I spent the next 3 years working, just over 2 of them at the same small software company. Further separation ensures, years go by, and it’s time to renew my work permit.

So, I find a lawyer; allegedly one of the of top immigration lawyers in Toronto. I give him the facts, he thinks about it for a few minutes, says, well, this is a moderately difficult case (I was under tight time lines), and tells me I don’t qualify as a software developer* under NAFTA (I knew that), so we need to do a LMA.

So, how stringent are these things? I’ve been with my current company for 2 years. They love me. While they don’t really need the full 15 years of experience I have, they need someone with at least 8 to 10, and as varied as my experience is. The project I head up (as technical lead) has a $2,000,000 a year budget, most of it in the programmers who report to me, and the other projects I advise on (also as tech lead, but with a different lead programmer) have about $1mil in budgets. It’s all the usual nightmare you see as a lead in a small project based shop: 6 or 10 different technologies, good communication skills required, direct communications with the client, tight time frames, mentoring developers, familiarity with all of software development life cycle and tools, creative problem solving under pressure, ability to laise with all departments, etc, etc, etc. I would be legitimately difficult to replace.

Frankly, I’m one of the people who conducts interviews, and we probably see 5 candidates a month, and seldom make an offer. While we snatch the promising new grad, or new immigrant to the country, we aren’t a low-budget sweatshop either. Pay across the board is competitive. There is a lot of emphasis on training, but you need that if you want to keep developers.

I’m not asking for legal advice, because I have a good lawyer. I’m asking if anyone has any actual experience with these things. I’m waiting for the paperwork to come back, and just a little stressed in the mean time.

So, how stringent are these things? Is this an “omg, dude, you are so screwed, they never grant exemptions for anyone”? Is it an “well, they tend to be fairly liberal giving these out, but fair, and in your case [you’re totally in | it’s hard to tell | you’re screwed]”. Or a “If you did the paper work, and aren’t lying, it’s pretty easy”?

Anybody know anything about this? I’m still counting down the days until I hear something.

  • I know the degree vs. non-degreed software developer thing is contentious here (and, well, in the industry). I got lucky; I was mentored by incredibly top notch software developers, and I started at a time when it was hard to get a decent education in PC programming. Let it go in this case.

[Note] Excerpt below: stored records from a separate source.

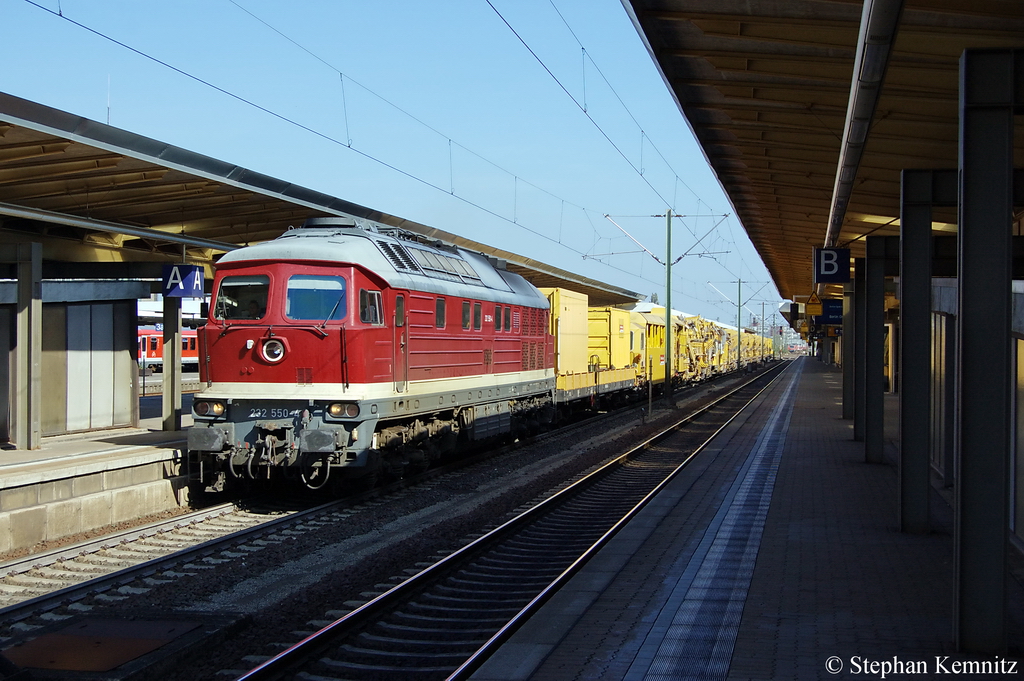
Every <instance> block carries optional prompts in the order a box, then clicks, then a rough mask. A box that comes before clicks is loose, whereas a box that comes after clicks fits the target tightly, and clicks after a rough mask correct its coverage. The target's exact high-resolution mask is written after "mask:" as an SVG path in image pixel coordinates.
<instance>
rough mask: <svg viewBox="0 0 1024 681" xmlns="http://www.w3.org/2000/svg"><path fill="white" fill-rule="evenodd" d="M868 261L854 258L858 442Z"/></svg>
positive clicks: (854, 286) (854, 362) (856, 380)
mask: <svg viewBox="0 0 1024 681" xmlns="http://www.w3.org/2000/svg"><path fill="white" fill-rule="evenodd" d="M866 268H867V260H865V259H864V258H854V260H853V302H854V307H853V331H854V333H853V338H851V339H850V340H852V341H853V439H854V440H855V441H857V442H863V441H864V411H865V408H866V405H865V403H864V400H865V395H866V393H865V392H864V376H865V371H864V368H865V364H864V361H865V354H864V350H865V348H866V342H865V340H864V330H865V329H866V328H867V325H866V324H865V323H864V311H865V309H866V307H867V306H866V304H865V303H866V302H867V296H866V295H865V294H864V282H865V281H866V278H865V271H866Z"/></svg>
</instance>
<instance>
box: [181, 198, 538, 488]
mask: <svg viewBox="0 0 1024 681" xmlns="http://www.w3.org/2000/svg"><path fill="white" fill-rule="evenodd" d="M548 314H549V303H548V300H547V299H546V298H545V296H544V295H543V294H541V293H540V292H539V291H538V290H537V289H536V288H535V287H532V286H531V285H530V284H528V283H527V282H526V281H525V280H523V279H522V278H521V276H519V275H517V274H514V273H512V272H509V271H507V270H506V269H504V268H503V266H502V265H501V263H500V262H496V261H494V260H489V259H488V258H487V257H485V256H483V255H481V254H479V253H473V252H471V251H467V250H465V249H462V248H456V247H453V246H447V245H444V244H440V243H437V242H432V241H429V240H425V239H423V238H421V237H418V236H415V235H412V233H410V232H406V231H403V230H400V229H396V228H393V227H388V226H385V225H382V224H378V223H374V222H370V221H364V220H354V219H344V218H317V219H311V220H308V221H307V222H306V223H305V224H304V225H303V226H302V227H299V228H293V229H290V230H289V231H288V232H286V233H285V235H284V236H282V237H281V238H279V239H276V240H274V241H272V242H267V243H264V244H259V245H256V246H251V247H247V248H243V249H239V250H237V251H232V252H230V253H227V254H225V255H224V257H223V258H222V259H221V260H220V261H219V262H218V264H217V273H216V278H215V280H214V286H213V299H212V307H211V310H210V313H209V316H208V320H207V324H206V325H205V326H204V327H202V328H201V329H200V330H199V346H200V348H199V354H200V379H201V381H204V382H205V383H206V387H205V389H204V390H203V391H202V392H201V393H200V394H199V395H197V396H196V399H195V401H194V403H193V416H194V419H195V425H194V426H193V427H191V428H190V429H189V430H188V459H189V466H190V471H191V474H193V476H194V478H196V479H198V481H199V482H201V483H202V484H203V485H204V486H205V487H206V490H207V491H210V492H219V491H222V490H223V488H224V486H225V484H226V483H228V481H229V480H231V479H232V478H253V479H273V478H275V477H282V478H298V479H300V480H301V481H302V482H303V483H304V484H305V485H306V486H308V487H311V488H319V487H322V486H324V485H325V484H327V483H328V482H329V481H331V480H334V481H343V480H346V479H348V480H354V481H357V482H358V483H359V484H360V485H370V484H373V483H374V482H375V481H376V479H377V477H378V476H379V475H382V474H385V475H392V476H397V475H401V474H402V473H403V472H404V471H406V470H407V469H419V468H425V467H426V466H428V465H429V463H430V462H431V461H432V460H434V459H436V458H438V457H440V456H442V455H444V454H445V453H450V452H453V451H455V450H456V449H458V448H459V446H460V445H462V444H463V443H465V442H471V441H474V440H481V439H485V438H490V437H500V436H517V435H520V434H524V433H527V432H530V431H531V430H535V429H536V428H538V427H539V426H540V425H541V424H542V423H546V422H549V421H550V420H551V419H552V417H553V415H554V408H553V398H554V389H555V375H554V369H553V340H552V337H551V336H550V334H549V333H548Z"/></svg>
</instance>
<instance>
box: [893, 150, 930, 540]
mask: <svg viewBox="0 0 1024 681" xmlns="http://www.w3.org/2000/svg"><path fill="white" fill-rule="evenodd" d="M899 263H900V265H899V266H900V275H899V282H900V294H899V300H900V308H899V323H900V344H899V345H900V350H899V352H900V368H901V370H900V390H899V423H900V446H899V524H900V529H901V530H902V531H905V533H927V531H928V530H929V529H930V523H929V519H928V499H929V495H930V491H931V485H930V482H929V476H930V472H929V460H930V454H931V451H930V450H931V446H930V444H931V437H930V435H931V432H932V363H931V359H932V357H931V351H930V349H931V347H932V172H931V171H929V170H904V171H903V176H902V184H901V189H900V252H899Z"/></svg>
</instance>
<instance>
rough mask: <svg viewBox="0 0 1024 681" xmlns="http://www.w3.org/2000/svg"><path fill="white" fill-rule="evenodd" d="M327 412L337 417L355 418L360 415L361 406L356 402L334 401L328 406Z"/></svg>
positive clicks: (337, 417)
mask: <svg viewBox="0 0 1024 681" xmlns="http://www.w3.org/2000/svg"><path fill="white" fill-rule="evenodd" d="M327 413H328V414H330V415H331V416H333V417H334V418H336V419H340V418H342V417H345V418H349V419H354V418H355V417H357V416H358V415H359V406H358V405H356V403H354V402H334V403H333V405H330V406H328V408H327Z"/></svg>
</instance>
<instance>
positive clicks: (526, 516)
mask: <svg viewBox="0 0 1024 681" xmlns="http://www.w3.org/2000/svg"><path fill="white" fill-rule="evenodd" d="M785 367H786V366H785V365H783V366H782V368H783V369H785ZM771 371H777V369H771V370H769V372H771ZM781 374H782V372H781V371H779V373H778V375H777V376H776V377H774V378H773V379H772V381H770V382H769V383H768V384H767V385H766V386H765V387H764V388H762V389H761V390H759V391H758V393H757V394H755V395H754V396H753V397H752V398H751V399H750V400H748V401H746V402H745V403H744V405H743V406H742V407H741V408H740V409H739V410H737V412H736V413H735V414H733V415H732V416H731V417H730V418H729V419H728V420H727V421H726V423H725V424H723V425H722V426H721V427H720V428H718V429H717V430H716V431H715V433H714V434H712V435H711V437H709V438H708V439H707V440H706V441H705V442H703V443H701V444H700V445H699V446H698V448H696V449H695V450H694V452H693V453H691V454H690V455H689V456H688V457H687V458H686V460H685V461H684V462H683V463H682V464H680V465H679V466H678V467H677V468H676V469H674V471H673V472H672V473H670V475H669V477H668V478H666V479H665V480H663V482H660V483H658V485H657V486H656V488H655V491H654V492H652V493H649V494H648V495H646V496H645V497H644V499H643V501H641V502H640V503H639V504H637V505H636V506H634V508H633V509H631V510H630V511H629V512H628V513H627V516H625V517H624V518H623V519H621V520H620V521H618V522H616V523H615V525H614V526H613V527H612V528H611V529H609V530H607V531H606V533H605V534H604V535H603V536H602V537H601V538H600V539H599V540H598V543H597V544H595V545H594V546H593V547H592V548H591V549H588V550H587V551H586V552H585V553H584V554H583V556H581V557H580V558H578V559H577V560H574V561H573V563H572V564H571V565H570V566H569V567H568V568H566V569H565V570H564V571H563V572H562V573H561V574H560V576H559V577H558V578H556V581H555V583H552V584H553V585H554V584H557V585H559V586H560V585H562V584H564V582H565V581H567V580H568V578H569V577H571V576H572V574H573V573H575V572H577V571H579V569H580V568H581V567H582V566H583V565H584V564H585V563H586V562H587V559H589V558H590V557H592V556H593V555H594V553H596V552H597V549H598V548H599V547H600V546H603V545H604V544H605V543H607V541H608V540H610V539H611V537H612V536H613V535H614V534H615V533H616V531H617V530H618V529H621V528H622V526H624V525H625V524H626V522H627V521H628V519H629V518H632V517H633V516H634V515H636V513H637V512H639V510H640V509H641V508H642V507H643V506H644V505H646V503H647V502H649V501H650V499H652V498H653V496H654V495H655V494H656V492H657V491H659V490H662V488H663V487H664V485H665V484H666V483H667V482H668V481H669V480H670V479H671V478H672V477H674V476H675V475H676V474H677V473H678V472H679V471H680V470H682V468H683V467H685V466H686V464H688V463H689V462H690V461H691V460H692V459H693V457H694V456H695V455H696V454H697V453H698V452H700V451H702V450H703V449H705V448H706V446H707V445H708V444H709V443H710V442H711V441H712V440H713V439H714V438H715V437H716V436H717V435H718V434H719V433H720V432H721V431H722V429H723V428H725V427H726V426H728V425H729V424H730V423H732V421H733V420H734V419H735V418H737V417H738V416H739V414H741V413H742V411H743V410H745V409H746V407H749V406H750V403H751V402H752V401H753V400H754V399H756V398H757V397H758V395H760V394H761V393H762V392H763V391H764V390H766V389H767V388H768V387H769V386H770V385H771V384H772V383H774V381H775V380H777V379H778V376H780V375H781ZM763 377H764V374H761V375H759V376H757V377H755V378H753V379H751V380H750V381H746V382H745V383H743V384H742V385H739V386H737V387H735V388H733V389H732V390H730V391H728V392H726V393H724V394H723V395H721V396H720V397H718V398H716V399H715V400H713V401H711V402H710V403H708V405H706V406H703V407H702V408H700V409H698V410H696V411H694V412H692V413H690V414H688V415H687V416H685V417H683V418H682V419H680V420H678V421H676V422H674V423H673V424H672V425H670V426H668V427H667V428H665V429H664V430H662V431H660V432H658V433H656V434H655V435H653V436H651V437H649V438H647V439H646V440H644V441H643V442H642V443H640V444H638V445H636V446H634V448H632V449H630V450H629V451H628V452H626V453H624V454H622V455H620V456H617V457H615V458H614V459H612V460H610V461H608V462H606V463H605V464H604V465H603V466H601V467H600V468H598V469H596V470H594V471H592V472H591V473H589V474H588V475H586V476H585V477H583V478H581V479H579V480H577V481H575V482H573V483H571V484H570V485H568V486H566V487H565V488H563V490H561V491H559V492H558V493H556V494H555V495H552V496H551V497H549V498H548V499H546V500H545V501H543V502H541V503H540V504H538V505H536V506H534V507H532V508H530V509H528V510H526V511H524V512H523V513H521V514H519V515H517V516H516V517H514V518H511V519H509V520H507V521H506V522H504V523H502V524H501V525H499V526H498V527H496V528H495V529H492V530H490V531H488V533H486V534H485V535H483V536H481V537H479V538H477V539H476V540H474V541H473V542H471V543H469V544H467V545H466V546H464V547H462V548H461V549H459V550H458V551H456V552H454V553H452V554H450V555H447V556H445V557H444V558H442V559H441V560H439V561H437V562H436V563H434V564H432V565H430V566H428V567H426V568H424V569H422V570H421V571H419V572H417V573H416V574H414V576H412V577H410V578H409V579H408V580H406V581H404V582H402V583H401V584H398V585H397V586H395V587H394V588H392V589H390V590H389V591H387V592H385V593H383V594H380V595H379V596H377V597H375V598H373V599H371V600H370V601H368V602H367V603H364V604H362V605H360V606H359V607H357V608H355V609H353V610H352V611H351V612H349V613H347V614H345V615H344V616H342V618H339V619H338V620H336V621H335V622H333V623H331V624H329V625H328V626H326V627H324V628H323V629H321V630H319V631H317V632H314V633H313V634H310V635H309V636H307V637H305V638H304V639H302V640H301V641H299V642H298V643H296V644H294V645H292V646H290V647H289V648H287V649H285V650H283V651H282V652H280V653H278V654H276V655H274V656H272V657H270V658H269V659H267V661H265V662H263V663H262V664H260V665H259V666H257V667H255V668H253V669H252V670H250V671H248V672H247V673H245V674H244V675H242V676H240V677H238V679H237V681H265V680H267V679H272V678H278V677H276V676H275V675H279V674H282V673H284V672H285V671H286V670H287V669H288V668H290V667H291V666H293V665H296V664H300V663H301V661H302V659H304V658H306V657H307V656H308V655H309V651H310V650H311V649H313V648H319V647H322V646H326V645H330V643H331V642H332V641H333V640H336V639H337V638H339V637H341V636H342V635H344V634H346V633H348V632H349V631H350V630H352V629H354V628H356V627H358V626H361V624H362V623H364V622H365V621H366V620H368V619H370V618H372V616H375V615H377V614H379V613H382V612H383V611H385V610H386V609H388V608H389V607H391V603H392V602H393V601H395V600H398V599H400V598H403V597H406V596H407V595H411V594H412V593H413V592H415V591H416V590H418V589H420V588H421V587H423V586H424V585H425V584H426V583H427V582H428V581H429V580H432V579H433V578H434V576H436V574H438V573H441V572H443V571H444V570H446V569H447V568H449V567H450V566H452V565H454V564H456V563H457V562H458V561H460V560H462V559H463V558H464V557H466V556H467V555H469V554H470V553H473V552H475V551H476V550H478V549H480V548H481V547H482V546H483V545H484V544H487V543H490V542H492V541H494V540H495V539H496V538H497V537H500V536H501V535H505V534H507V533H509V531H511V530H512V529H515V528H517V527H519V526H521V525H524V524H526V523H528V522H530V521H532V520H534V519H535V518H536V517H537V516H540V515H542V514H544V513H546V512H548V511H549V510H550V509H552V508H553V507H555V506H556V505H557V504H559V503H560V502H562V501H563V500H565V499H567V498H568V497H569V496H570V495H572V494H574V493H575V492H577V491H578V490H580V488H582V487H583V486H584V485H587V484H590V483H591V482H592V481H594V480H595V479H597V478H598V477H600V476H603V475H605V474H606V473H607V472H608V471H609V470H611V469H612V468H613V467H617V466H618V465H620V464H622V462H623V461H625V460H627V459H629V458H630V457H631V456H634V455H635V454H636V453H638V452H640V451H643V450H646V449H648V448H650V446H651V445H652V444H654V443H656V442H658V441H660V440H662V439H664V438H666V437H668V436H669V435H670V434H672V433H673V432H675V431H676V430H678V429H679V428H681V427H682V426H684V425H686V424H687V423H689V422H690V421H693V420H694V419H696V418H698V417H699V416H701V415H702V414H705V413H707V412H708V411H710V410H712V409H714V408H715V407H717V406H718V405H719V403H721V402H722V401H724V400H726V399H729V398H730V397H732V396H733V395H735V393H737V392H739V391H740V390H742V389H744V388H746V387H748V386H750V385H751V384H753V383H754V382H756V381H758V380H760V379H762V378H763ZM556 590H557V587H555V586H549V587H548V588H546V589H545V590H544V591H542V592H541V594H539V595H538V596H536V597H535V598H534V599H531V601H530V602H529V603H528V604H527V605H526V606H525V607H524V608H523V609H522V610H521V611H520V613H519V614H517V615H515V616H514V618H513V620H512V621H510V622H509V623H508V624H506V625H505V626H504V627H502V629H501V630H499V632H498V633H497V634H495V635H494V636H493V637H492V639H490V640H488V642H487V643H485V644H484V646H483V647H481V648H480V649H479V650H478V651H477V653H474V654H473V655H472V656H471V657H470V658H468V659H467V662H466V663H464V665H463V666H462V667H460V668H459V669H458V670H456V673H461V671H462V670H463V669H464V668H466V669H467V670H468V669H469V668H468V667H467V665H469V664H470V661H474V662H473V669H475V668H476V667H478V666H479V664H482V662H483V659H484V658H485V657H484V656H478V653H479V654H481V655H482V653H480V651H481V650H484V648H486V649H488V650H490V649H493V648H492V646H496V645H498V644H500V642H503V641H504V640H505V639H506V638H507V637H508V636H510V635H511V634H512V633H513V632H514V631H515V629H518V627H519V626H521V623H522V622H524V621H525V618H526V616H528V613H531V612H532V611H535V610H536V608H538V607H540V605H542V604H543V603H544V602H545V601H547V600H548V599H549V598H550V597H551V595H552V594H553V593H554V592H555V591H556ZM513 623H516V624H514V625H513ZM487 654H489V652H488V653H487ZM452 678H458V677H452Z"/></svg>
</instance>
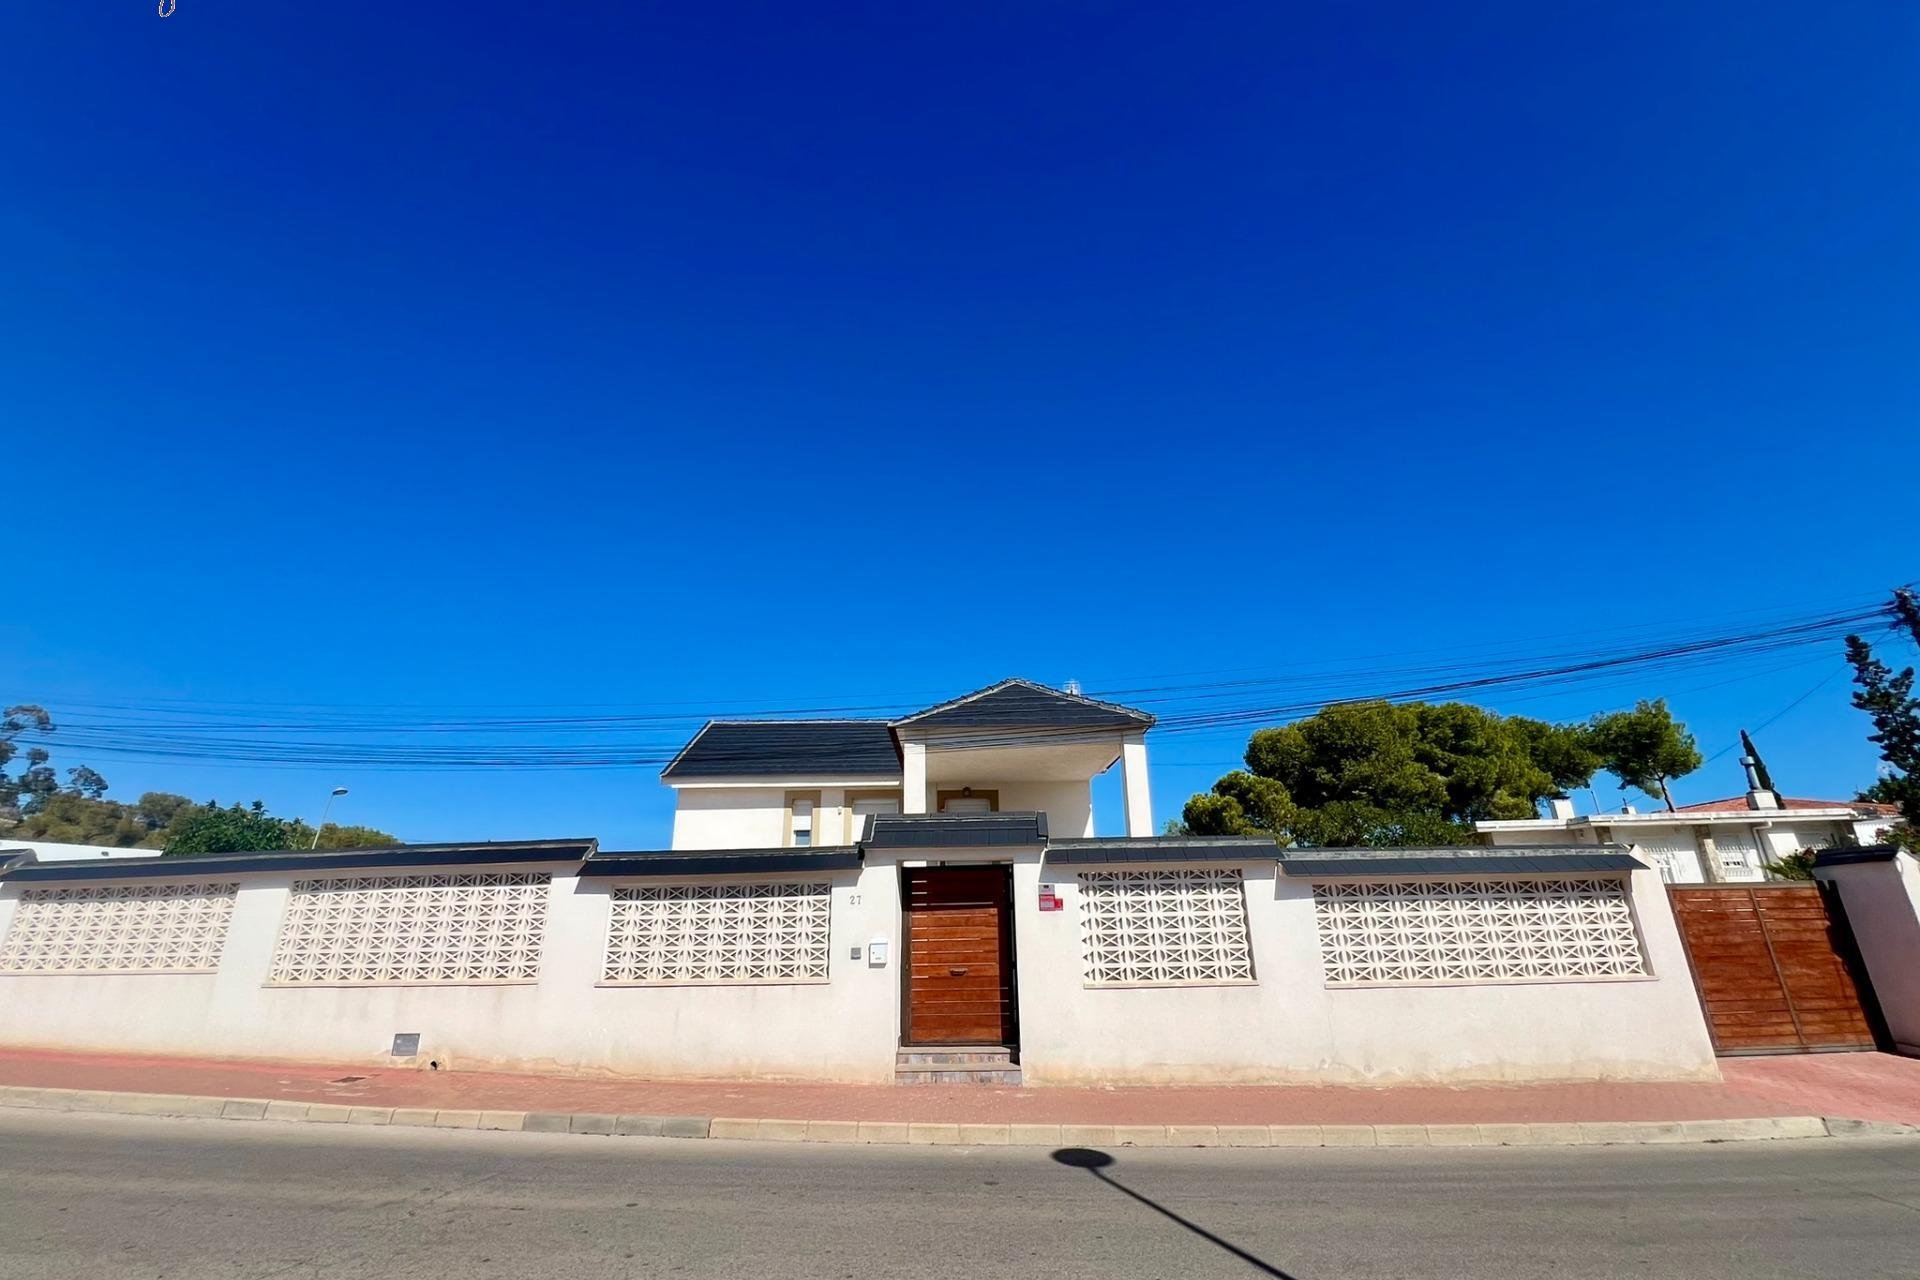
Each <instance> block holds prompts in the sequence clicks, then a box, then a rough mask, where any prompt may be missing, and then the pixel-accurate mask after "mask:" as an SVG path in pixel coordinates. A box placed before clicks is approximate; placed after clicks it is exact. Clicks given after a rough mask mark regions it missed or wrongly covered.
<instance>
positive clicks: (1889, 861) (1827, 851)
mask: <svg viewBox="0 0 1920 1280" xmlns="http://www.w3.org/2000/svg"><path fill="white" fill-rule="evenodd" d="M1899 856H1901V848H1899V844H1866V846H1864V848H1824V850H1820V852H1818V854H1814V856H1812V865H1816V867H1843V865H1847V864H1849V862H1893V860H1895V858H1899Z"/></svg>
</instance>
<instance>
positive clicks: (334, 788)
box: [307, 787, 348, 850]
mask: <svg viewBox="0 0 1920 1280" xmlns="http://www.w3.org/2000/svg"><path fill="white" fill-rule="evenodd" d="M346 793H348V789H346V787H334V793H332V794H330V796H326V806H324V808H323V810H321V825H319V827H315V829H313V844H307V848H309V850H313V848H319V846H321V831H326V816H328V814H332V812H334V800H338V798H340V796H344V794H346Z"/></svg>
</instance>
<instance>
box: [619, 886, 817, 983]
mask: <svg viewBox="0 0 1920 1280" xmlns="http://www.w3.org/2000/svg"><path fill="white" fill-rule="evenodd" d="M831 902H833V894H831V887H829V885H826V883H814V885H620V887H614V890H612V927H611V929H609V931H607V963H605V967H603V971H601V981H605V983H626V984H636V986H641V984H653V986H660V984H678V983H826V981H828V954H829V942H831V940H829V933H828V925H829V917H831Z"/></svg>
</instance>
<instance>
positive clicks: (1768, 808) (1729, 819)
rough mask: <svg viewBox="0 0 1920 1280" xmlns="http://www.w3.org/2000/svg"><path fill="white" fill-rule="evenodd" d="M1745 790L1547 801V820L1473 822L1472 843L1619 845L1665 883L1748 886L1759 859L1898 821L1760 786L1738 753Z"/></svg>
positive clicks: (1840, 838) (1825, 843) (1881, 831)
mask: <svg viewBox="0 0 1920 1280" xmlns="http://www.w3.org/2000/svg"><path fill="white" fill-rule="evenodd" d="M1741 764H1745V768H1747V793H1745V794H1743V796H1728V798H1726V800H1705V802H1699V804H1682V806H1678V808H1676V810H1657V812H1651V814H1640V812H1636V810H1634V808H1624V810H1620V812H1619V814H1588V816H1576V814H1574V810H1572V802H1571V800H1549V806H1551V816H1549V818H1528V819H1517V821H1482V823H1475V831H1476V833H1478V837H1480V841H1482V842H1486V844H1492V846H1496V848H1498V846H1503V844H1574V846H1584V844H1624V846H1628V848H1632V850H1634V852H1638V854H1642V856H1644V858H1647V860H1651V864H1653V865H1655V867H1657V869H1659V873H1661V879H1663V881H1667V883H1668V885H1716V883H1753V881H1764V879H1766V864H1768V862H1778V860H1780V858H1784V856H1788V854H1795V852H1799V850H1803V848H1849V846H1860V844H1878V842H1880V841H1884V839H1885V831H1887V827H1891V825H1895V823H1897V821H1899V810H1897V808H1893V806H1891V804H1868V802H1864V800H1803V798H1795V796H1782V794H1778V793H1776V791H1772V789H1770V787H1763V785H1761V777H1759V773H1757V768H1755V762H1753V760H1751V758H1743V760H1741Z"/></svg>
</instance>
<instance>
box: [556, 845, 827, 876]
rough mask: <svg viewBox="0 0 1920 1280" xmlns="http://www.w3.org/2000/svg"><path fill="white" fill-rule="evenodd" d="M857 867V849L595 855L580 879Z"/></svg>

Well, if my experience is any guide, if your employer pushes to keep you, they should be able to keep you. HOWEVER, they will have to do a pretty hard sell, particularly with Canadian jobless numbers going up.

That being said, if you’re enshrined in your company, and have knowledge that someone who had never worked at the company wouldn’t have (i.e. particular software applications, unique businesses, etc) I would think you would be ok.

I know people who have passed these things as well as people who have failed them. Those that failed did so because they couldn’t prove that what they bring to the table was different than what a Canadian could bring to the table.

First, thank you for always responding to my questions about Canada. Can you explain what “prorogued” means? (kidding)

Well, if the way it works is the Ministry of Labour (or whomever handles this) contacts my boss and asks questions, I can look forward to a life of Timbits and the CBC. I’ll mention to my boss that he has to do a strong sell (he won’t have a problem with that, but he’s one of those conflict avoidance types and can be really understated if not prompted).

While Canadian jobless numbers are going up, software development is one of the better jobs to be in (with apologies to any of my unemployed brethren). FWIW.

Thanks again. It sounds like a strong maybe. It’s about what I expected, and explains why my lawyer is being all lawyerly about it.